File/Storage Administration#
Default retention period is one week, and default retention size is 1Gb for each partition. As more messages are produced, segments accumulate and contain individual offsets. Thus, only one segment will be active, known as the ** active segment**. An active segment is never deleted. In addition, partitions are distributed to brokers through a ** round-robin** distribution. Example:
Partition 0 -> Broker 1
Partition 1 -> Broker 2
Partition 2 -> Broker 3
Storage Structures#
Kafka supports several storage structures, including
Lambda architecture: Batch processing and Operational workloads – Real-time and historical view
Kappa architecture: V1 and V2 in parallel – Helps with migration or transitinon to continuous jobs
Multiple consumption: Multi-cluster – Replicates clusters for scale or ingesting from different Kafka clusters
Multi-cluster architectures#
Several architectures regarding multiple clusters exist. N.B.: Brokers of the same cluster must be in same region!

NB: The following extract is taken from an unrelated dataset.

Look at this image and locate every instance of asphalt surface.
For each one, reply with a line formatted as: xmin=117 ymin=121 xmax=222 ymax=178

Multiple clusters may be located in different geographical location, connecting to a central Kafka clutser (* Hub-and-Spoke*) (Many to one) Relevant for apps that need data from multiple sources/locations.
Data that can be completely separated should be kept locally
Multiple Kafka clusters may be communicating with each other (Active-active).
Produce and consume events accross multiple clusters
Most scalable and cost-efficient architecture.
May result in a loop, going back and forth endlessly
A backup architecture; (Active-Standby) with a “main” production cluster, and one (or multiple) failover cluster.
Inactive copy is a cold copy.
Example: MirrowMaker#
A framework for replicating data between two datacenters/clusters. The MirrorMaker uses a shared producer to send all its events to a target cluster, but has several consumers depending on the source cluster (3 topics -> 3 consumers).
To perform the process:
kafka-mirror-maker --consumer.config config/consumer.properties --producer.config config/producer.properties --new.consumer --num.streams=2 --whitelist ".*"
MirrorMaker can also be run as a Docker container, and needs to be run in the source cluster.